Thematic Block II: BY values and normative associations
- Public awareness levels about the EU and the EEU are exceptionally high and stable.
- At the same time, there are persistent normative differences in public perceptions of their greater neighbours: while the EU continues to associate with a model of liberal democracy; the EEU presents a hybrid case of ‘social democracy,’ with a mix of liberal and socialist (egalitarian) values – which is closer to ‘the hearts and minds’ of the Belarusians.
- For the first time however, market economy, a prevalent feature in both models, is seen as a ground for closer convergence between the two normative models.
- There is a perceivable overlap in the benefits that the EU and the EEU could offer, which exacerbates a sense of rivalry between the two powers, in the eyes of the respondents. Trade and economic development are prioritised in the relationship with both, but more opportunities for cooperation are seen with the EEU.

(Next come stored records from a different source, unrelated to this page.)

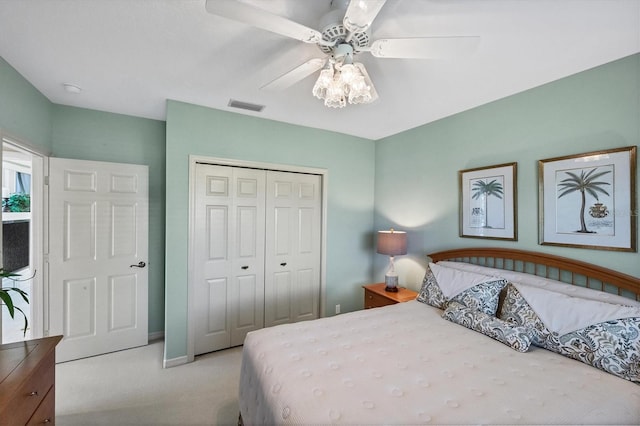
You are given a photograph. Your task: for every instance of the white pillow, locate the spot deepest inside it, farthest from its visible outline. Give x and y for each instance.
(564, 314)
(536, 281)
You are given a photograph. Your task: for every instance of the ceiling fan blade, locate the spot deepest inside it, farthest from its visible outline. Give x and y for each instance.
(425, 48)
(295, 75)
(360, 14)
(259, 18)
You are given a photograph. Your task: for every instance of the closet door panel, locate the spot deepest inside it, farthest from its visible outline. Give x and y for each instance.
(293, 234)
(229, 255)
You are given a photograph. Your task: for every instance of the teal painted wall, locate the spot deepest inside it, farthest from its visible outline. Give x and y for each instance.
(24, 112)
(350, 163)
(99, 136)
(417, 170)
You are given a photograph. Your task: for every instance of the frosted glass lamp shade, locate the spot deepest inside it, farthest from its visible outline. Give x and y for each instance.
(392, 243)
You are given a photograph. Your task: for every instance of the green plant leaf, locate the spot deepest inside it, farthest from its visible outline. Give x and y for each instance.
(6, 299)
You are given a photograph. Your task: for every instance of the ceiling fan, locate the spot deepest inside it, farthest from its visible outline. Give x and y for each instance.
(345, 32)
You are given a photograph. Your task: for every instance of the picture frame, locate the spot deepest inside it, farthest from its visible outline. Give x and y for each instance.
(488, 202)
(589, 200)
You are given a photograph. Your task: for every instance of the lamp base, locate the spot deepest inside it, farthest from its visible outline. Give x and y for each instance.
(392, 283)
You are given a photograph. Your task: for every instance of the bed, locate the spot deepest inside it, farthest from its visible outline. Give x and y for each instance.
(417, 363)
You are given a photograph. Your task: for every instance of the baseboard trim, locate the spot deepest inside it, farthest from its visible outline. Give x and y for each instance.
(156, 335)
(174, 362)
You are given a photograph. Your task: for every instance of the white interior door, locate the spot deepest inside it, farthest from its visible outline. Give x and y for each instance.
(98, 246)
(293, 241)
(228, 278)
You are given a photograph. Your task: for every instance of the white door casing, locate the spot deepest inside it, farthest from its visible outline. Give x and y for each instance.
(229, 255)
(293, 240)
(98, 248)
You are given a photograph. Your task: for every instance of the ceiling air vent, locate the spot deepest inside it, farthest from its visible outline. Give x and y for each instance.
(245, 105)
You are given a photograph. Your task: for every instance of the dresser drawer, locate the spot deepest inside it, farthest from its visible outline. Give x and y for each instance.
(373, 300)
(46, 412)
(31, 393)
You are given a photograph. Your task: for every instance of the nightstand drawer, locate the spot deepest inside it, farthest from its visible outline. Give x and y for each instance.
(373, 300)
(31, 393)
(375, 295)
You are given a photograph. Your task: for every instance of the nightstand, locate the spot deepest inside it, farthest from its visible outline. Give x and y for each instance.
(375, 296)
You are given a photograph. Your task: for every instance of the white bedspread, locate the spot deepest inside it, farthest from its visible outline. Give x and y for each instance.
(404, 364)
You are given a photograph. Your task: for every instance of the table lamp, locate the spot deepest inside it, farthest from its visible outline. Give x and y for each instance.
(392, 243)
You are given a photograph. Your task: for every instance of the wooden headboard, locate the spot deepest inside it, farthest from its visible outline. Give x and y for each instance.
(546, 265)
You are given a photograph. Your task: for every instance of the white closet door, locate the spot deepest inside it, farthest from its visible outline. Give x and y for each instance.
(229, 255)
(98, 237)
(292, 266)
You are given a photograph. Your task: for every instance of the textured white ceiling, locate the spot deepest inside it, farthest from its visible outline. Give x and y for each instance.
(130, 56)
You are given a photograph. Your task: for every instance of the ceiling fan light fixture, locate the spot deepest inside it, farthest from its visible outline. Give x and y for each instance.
(335, 95)
(322, 84)
(340, 83)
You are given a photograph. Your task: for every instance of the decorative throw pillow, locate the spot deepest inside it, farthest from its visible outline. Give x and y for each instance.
(612, 346)
(517, 337)
(516, 310)
(482, 297)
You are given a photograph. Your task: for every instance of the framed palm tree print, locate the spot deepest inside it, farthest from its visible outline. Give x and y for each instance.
(589, 200)
(488, 202)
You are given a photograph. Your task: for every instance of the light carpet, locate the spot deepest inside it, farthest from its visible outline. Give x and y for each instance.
(131, 388)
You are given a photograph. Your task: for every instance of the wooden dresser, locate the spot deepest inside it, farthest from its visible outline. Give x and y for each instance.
(27, 382)
(375, 296)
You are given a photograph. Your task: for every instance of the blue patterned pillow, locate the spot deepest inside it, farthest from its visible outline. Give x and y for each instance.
(517, 337)
(482, 297)
(612, 346)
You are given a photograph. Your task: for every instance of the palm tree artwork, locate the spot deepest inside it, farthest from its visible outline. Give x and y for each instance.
(586, 182)
(485, 188)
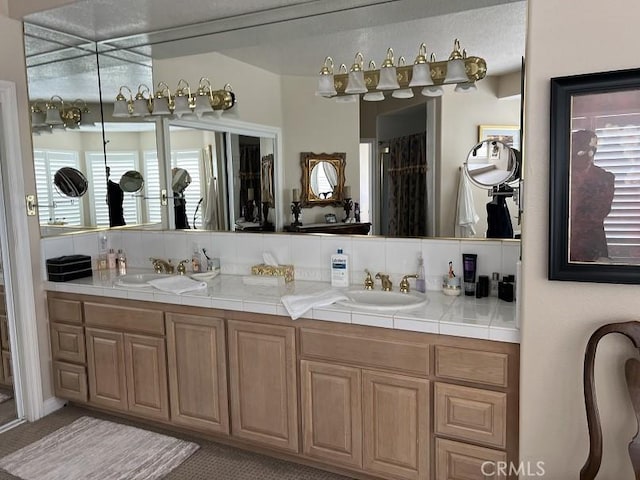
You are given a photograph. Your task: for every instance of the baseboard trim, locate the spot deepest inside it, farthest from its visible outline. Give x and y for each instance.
(52, 404)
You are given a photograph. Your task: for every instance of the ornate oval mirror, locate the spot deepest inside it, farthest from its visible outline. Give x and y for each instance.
(131, 181)
(492, 163)
(322, 178)
(70, 182)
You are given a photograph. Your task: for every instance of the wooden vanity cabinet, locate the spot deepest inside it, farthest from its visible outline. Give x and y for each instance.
(263, 384)
(197, 364)
(126, 359)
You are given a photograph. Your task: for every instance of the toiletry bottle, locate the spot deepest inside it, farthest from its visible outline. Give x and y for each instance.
(420, 280)
(493, 289)
(195, 260)
(339, 269)
(111, 259)
(122, 263)
(469, 266)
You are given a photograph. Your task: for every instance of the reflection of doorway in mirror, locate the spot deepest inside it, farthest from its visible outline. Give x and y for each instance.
(366, 164)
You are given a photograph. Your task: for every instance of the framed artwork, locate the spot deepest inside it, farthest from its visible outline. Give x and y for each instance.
(594, 190)
(507, 134)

Thematic Block III: Geopolitics – BY between the EU and the EEU
- While both partners are seen as strategically important for BY, twice as many respondents believe that the EEU should be their principal partner.
- A growing plurality of respondents believe the EU and the EEU may not be able to work together in helping to modernise BY.
- There is a perceivable growing sense of rivalry between the two neighbours which is further attested by a sense of their overlapping competencies.
- Over 50% respondents believe that the country’s foreign policy is firmly anchored on Russia and the EEU; with two thirds approving of this course of development.